EL DULCE ENCANTO DEL RECUERDO
Pasear
o divagar por la nostalgia conduce a un tiempo anterior, ya consumado, desde
donde viramos con cierto placer nuestro timón de vida y desde donde ponemos
ahora la sutilidad en el engranaje que quizá faltó cuando ocurrió. El tiempo
tiene la extraña capacidad de convertir todos los acontecimientos, los envuelve
en un paño especial y nos lo presenta en una nebulosa blanca para que parezcan
un regalo; a nosotros nos altera la memoria y nos desfigura el gesto, nos
traslada al recuerdo de un día de besos o una tarde de risas, nos lleva del
error al amor con idéntica magia, nos sostiene todo el pulso del futuro como si
de una estructura se tratara.
Y recordar se nos hace agradable,
dulcifica el semblante, alegra la corpulencia del espíritu y domina gran parte
de los sentimientos. No existen sentimientos ni proyectos ni voluntad ni odio
ni envidia ni maldad ni provocación ni mentira ni amor, sin recuerdo. Y es sin
embargo la memoria la que, sin inventar, guarda lo genial y lo trágico, quizá
en la misma neurona; quizá si ellos
mismos supieran podrían entenderse en ese interior o quizá lo hagan.

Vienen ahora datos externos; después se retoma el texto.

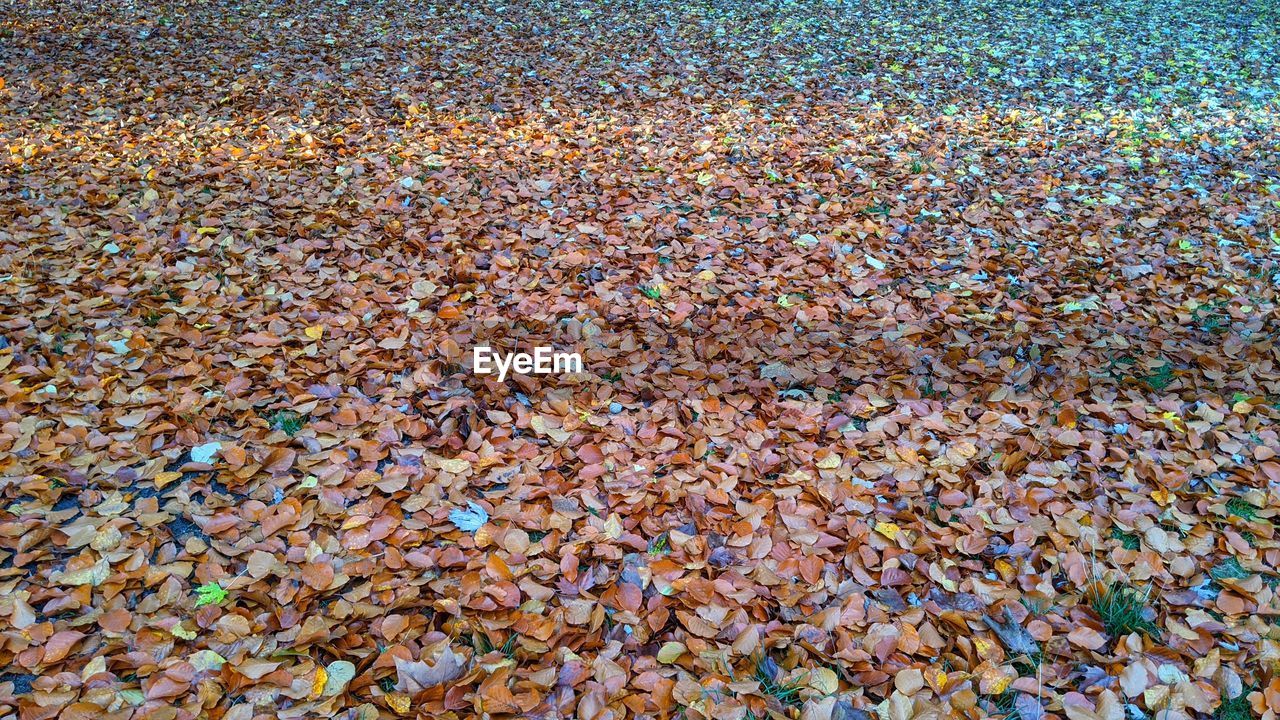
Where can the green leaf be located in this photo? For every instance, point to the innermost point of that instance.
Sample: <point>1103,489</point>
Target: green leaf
<point>210,593</point>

Los niños comienzan a crecer a base de
recuerdos y se van haciendo a la vida con ellos, como muletas de apoyo, como
agarradera para los envites. Los ancianos comienzan a decrecer cuando olvidan
los recuerdos y se les queda un vacío de soledad en la memoria que les impide
proyectar, vivir, amar, sentir. Los animales ejercitan sus recuerdos para la
supervivencia.
En cualquier momento la memoria ordena
desempolvar cosas de la vida y las libera del olvido para generar ahora el
placer de recordarlas, con su enorme carga de sensibilidad y emoción, hasta
crecernos un poco en la vanidad y otro poco en la garantía de sentirnos con
suficientes méritos como para haber merecido la existencia.